Short version: Deadlines can be powerful motivators, and that includes the ones you set for yourself if you take them as seriously as the ones others set for you. But pacing yourself so that every deadline doesn’t become a crunch is important too. Leave your mind time to meander a little off the track, to follow up on leads that might take a while to bear fruit. And when you meet a deadline and know you’ve done a good job, pat yourself on the back.

It’s a Bouncing Baby Blog!

I just launched my long-fantasized-and-procrastinated-about blog about my ridiculously large T-shirt collection!! Which keeps growing despite my repeated attempts to put a cap on it.

You can find it at https://the-t-shirt-chronicles.com/. Please let me know what you think, because it’s very much a work in progress.

And yes, I realize that I haven’t posted to Write Through It in more than two years.

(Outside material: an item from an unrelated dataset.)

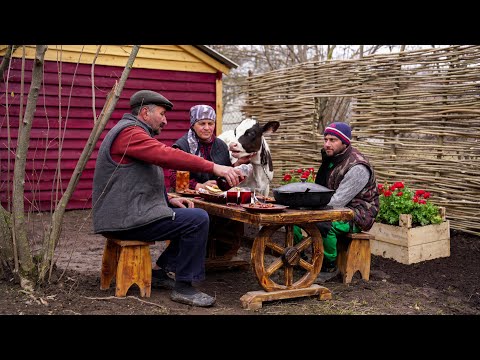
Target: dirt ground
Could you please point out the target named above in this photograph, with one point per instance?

The longer it goes, the more embarrassed I get, and the more embarrassed I get, the more reluctant I am to post. Anyway, it’s been an eventful couple of years, and the last year has probably been the strangest of my life. Yours too, I bet?

I’m one of the lucky ones who’s been able to work pretty normally despite the pandemic. Since I’d been working full-time from home for two decades already, in some ways not much changed. In other ways — well, if you’d told me on 1 January 2020 that by mid-March I’d be living on Zoom, I wouldn’t have had a clue what you were talking about. So I’m back, I will be posting here again, but meanwhile, do check out the new blog.